Molecular Phylogeny: Detailed

• Study of evolutionary relationships among organisms/molecules.
• Topology: defines the relationships of objects (e.g., the common ancestor's location).
• Branches: reflect the degree of relatedness.
• Phylogenetic Tree: a graph of branches (edges) and nodes representing the objects (genes, organisms) under study.
• Branch Lengths: represent the number of changes that have occurred.
• Nodes: intersection/terminating point of two or more branches.
  • External Node: extant taxon.
  • Internal Node: ancestral taxon.
• Clade: group of all taxa (incl. the common ancestor).
• Root: represents the most recent common ancestor of all sequences included.
• Outgroup vs. Midpoint Root: different starting points for the tree, one comparison with an outgroup (related but not part of the group), or midpoint rooting (calculated based on the total length between branch splits).

Types of Trees

• Species Trees: depict the evolutionary relationships of species. Internal nodes represent speciation events (the creation of a new species from an existing one). Use of molecular clocks and concatenated genes/proteins.
• Gene/Protein Trees: depict the relationships between genes and proteins. Internal nodes represent divergence events (a lineage arising from another). Divergence may occur before speciation. Branch length may overestimate if speciation occurs before the genetic change, or if there's different topologies.

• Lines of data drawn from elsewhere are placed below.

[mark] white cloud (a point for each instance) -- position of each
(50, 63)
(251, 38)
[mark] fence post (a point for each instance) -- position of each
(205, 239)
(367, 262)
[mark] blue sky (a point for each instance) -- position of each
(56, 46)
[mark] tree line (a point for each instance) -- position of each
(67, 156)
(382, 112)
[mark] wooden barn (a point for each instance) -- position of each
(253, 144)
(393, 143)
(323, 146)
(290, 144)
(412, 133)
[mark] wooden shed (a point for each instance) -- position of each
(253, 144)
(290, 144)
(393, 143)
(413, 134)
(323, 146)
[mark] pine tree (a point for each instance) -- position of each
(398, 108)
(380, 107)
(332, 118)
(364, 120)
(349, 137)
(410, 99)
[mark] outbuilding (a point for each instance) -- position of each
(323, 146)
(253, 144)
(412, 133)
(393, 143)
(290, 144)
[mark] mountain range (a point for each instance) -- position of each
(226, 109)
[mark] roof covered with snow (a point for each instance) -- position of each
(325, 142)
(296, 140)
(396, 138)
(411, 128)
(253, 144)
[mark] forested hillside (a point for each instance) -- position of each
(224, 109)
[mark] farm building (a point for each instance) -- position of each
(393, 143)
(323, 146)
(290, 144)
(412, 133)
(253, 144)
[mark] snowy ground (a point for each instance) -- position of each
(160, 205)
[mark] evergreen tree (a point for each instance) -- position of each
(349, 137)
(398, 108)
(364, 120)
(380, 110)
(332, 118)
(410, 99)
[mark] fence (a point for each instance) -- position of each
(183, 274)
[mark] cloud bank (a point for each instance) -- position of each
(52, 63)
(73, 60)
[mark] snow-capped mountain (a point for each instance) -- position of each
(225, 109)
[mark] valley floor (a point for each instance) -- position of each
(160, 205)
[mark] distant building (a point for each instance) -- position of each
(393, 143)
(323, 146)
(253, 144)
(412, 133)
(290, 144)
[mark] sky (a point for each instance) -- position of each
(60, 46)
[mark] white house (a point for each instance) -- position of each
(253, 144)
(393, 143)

Five Stages of Phylogenetic Analysis

• 1. Sequence Acquisition: Gathering DNA sequences from various organisms using readily available libraries (e.g., GenBank, Ensembl, WormBase, UniProt, FlyBase, PDB).

• 2. Multiple Sequence Alignments (MSA): Aligning the collected sequences to identify homologous regions.

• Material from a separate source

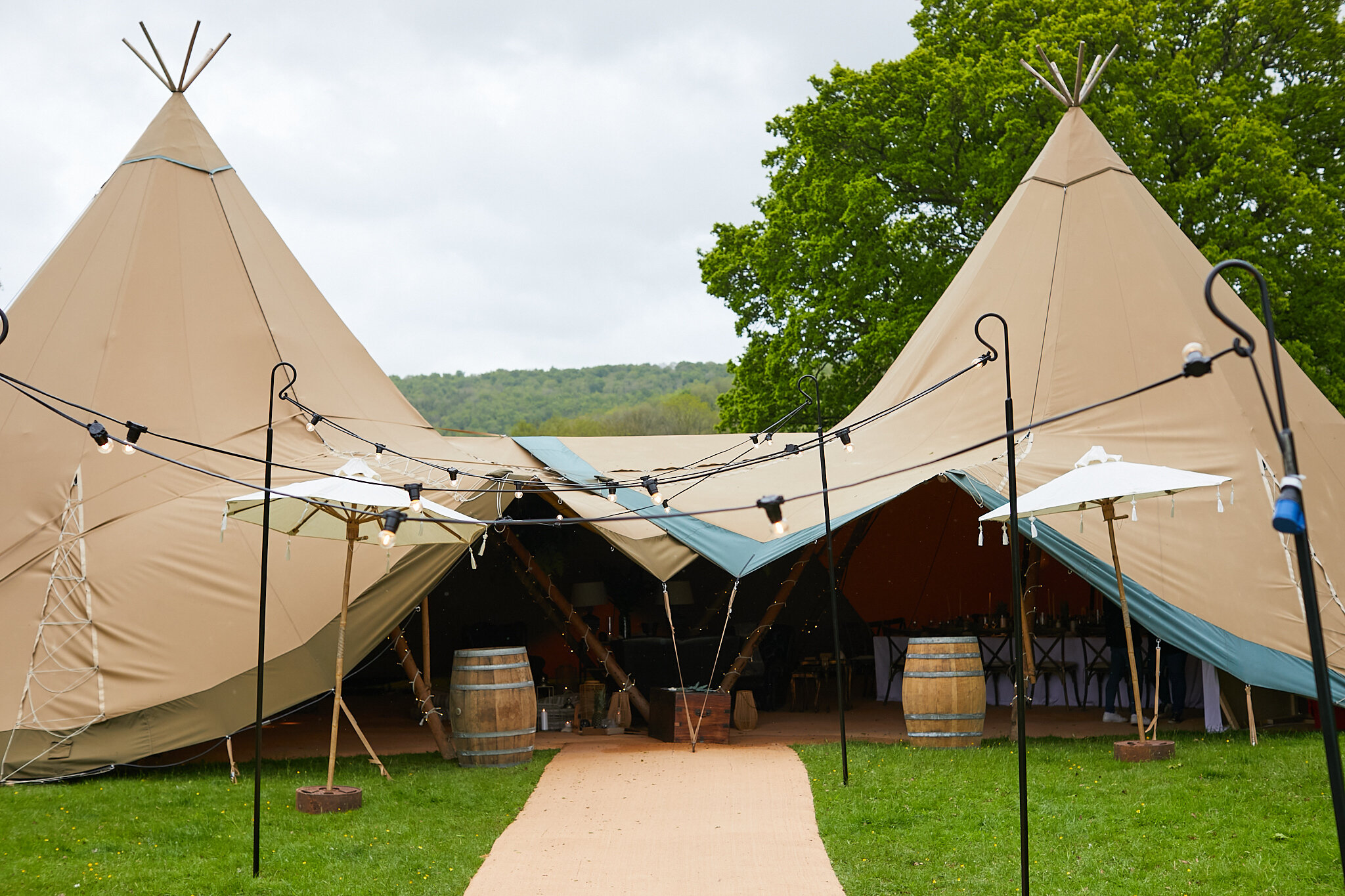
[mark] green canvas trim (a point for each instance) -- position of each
(178, 161)
(732, 553)
(1246, 660)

• 3. Models of DNA and Amino Acid Substitution: Selecting the most appropriate model to account for evolutionary changes in the sequences, considering variable substitution rates among sites and considering different types of mutations (e.g., transitions and transversions).

• 4. Tree-Building Methods: Constructing phylogenetic trees using different methods:

  • Distance-Based: computing pairwise distances between sequences and assembling the tree. Calculates the rate of change between sequences. Includes UPGMA (assumes constant molecular change) and Neighbor-Joining (doesn't assume constant molecular change).
  • Maximum Parsimony: seeks the tree with the fewest evolutionary events. Identifies informative sites and builds a tree aiming for the fewest overall substitutions.
  • Maximum Likelihood: identifying the tree with the highest likelihood of producing the dataset observed. Employs a statistical model of molecular evolution to evaluate the probability of the tree given the data.
  • Bayesian Methods: employing a statistical approach to model uncertainty in complex phylogenetic models. Incorporates prior information and estimate the posterior probability distribution of the tree.

• 5. Evaluating Trees: assessing consistency, efficiency, and robustness (e.g., bootstrap analysis, maximum likelihood, Bayesian Inference). Bootstrap analysis assesses the probability that the topology of the generated tree is correct, while Bayesian Inference identifies the most probable tree given a complex set of prior assumptions and data.